I would imagine that your in laws expected to be able to see your baby more frequently being closer by, so didn't feel the same need for a long visit. And im guessing their other grandchild was born to their daughter - perhaps the long visit was not only to the grandchild but also to help their own daughter who had just given birth. Im sure they care about you but you are not their daughter, and your husband has not just given birth. They may have waited to visit you because an awful lot of new mums these days are adamant family must not expect to visit for a few weeks - they probably didn't want to intrude.

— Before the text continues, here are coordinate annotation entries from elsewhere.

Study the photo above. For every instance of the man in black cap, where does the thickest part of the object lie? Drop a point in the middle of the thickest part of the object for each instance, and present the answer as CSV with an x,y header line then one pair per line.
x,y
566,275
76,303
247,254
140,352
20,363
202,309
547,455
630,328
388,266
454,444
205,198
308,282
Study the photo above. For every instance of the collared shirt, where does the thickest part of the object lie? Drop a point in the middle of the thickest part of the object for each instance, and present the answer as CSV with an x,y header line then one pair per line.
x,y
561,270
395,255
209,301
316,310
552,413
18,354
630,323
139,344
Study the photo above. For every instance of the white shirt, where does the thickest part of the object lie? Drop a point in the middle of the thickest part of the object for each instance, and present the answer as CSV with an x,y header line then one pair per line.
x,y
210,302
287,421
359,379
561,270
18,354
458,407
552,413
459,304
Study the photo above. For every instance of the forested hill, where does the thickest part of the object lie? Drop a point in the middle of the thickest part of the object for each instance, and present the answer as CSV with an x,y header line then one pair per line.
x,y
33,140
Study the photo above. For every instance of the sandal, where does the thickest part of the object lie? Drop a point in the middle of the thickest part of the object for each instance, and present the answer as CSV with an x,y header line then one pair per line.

To be honest you sound hard work, and determined to be offended and decide things 'aren't fair'. Its a bit childish and none of this is enough to cut contact with your childs grandparents

I may sound hard work. I'm genuinely not. Protective over my DC maybe, maybe more than most because of my own trauma. But I think DGC should be treated equally. Both have 2 loving parents, nice homes etc it's not like one is disadvantaged and therefore needs 'more' of anything.

I don't want to go into the back story of how I ended up in hospital for 5 weeks after putting up with her trying to ruin our relationship for 2 years as this isn't about that. But even letting her meet the baby was so difficult and I sucked up my own feelings for it. I have tried to sort things out with them twice and they deny any accountability for any of their behaviour.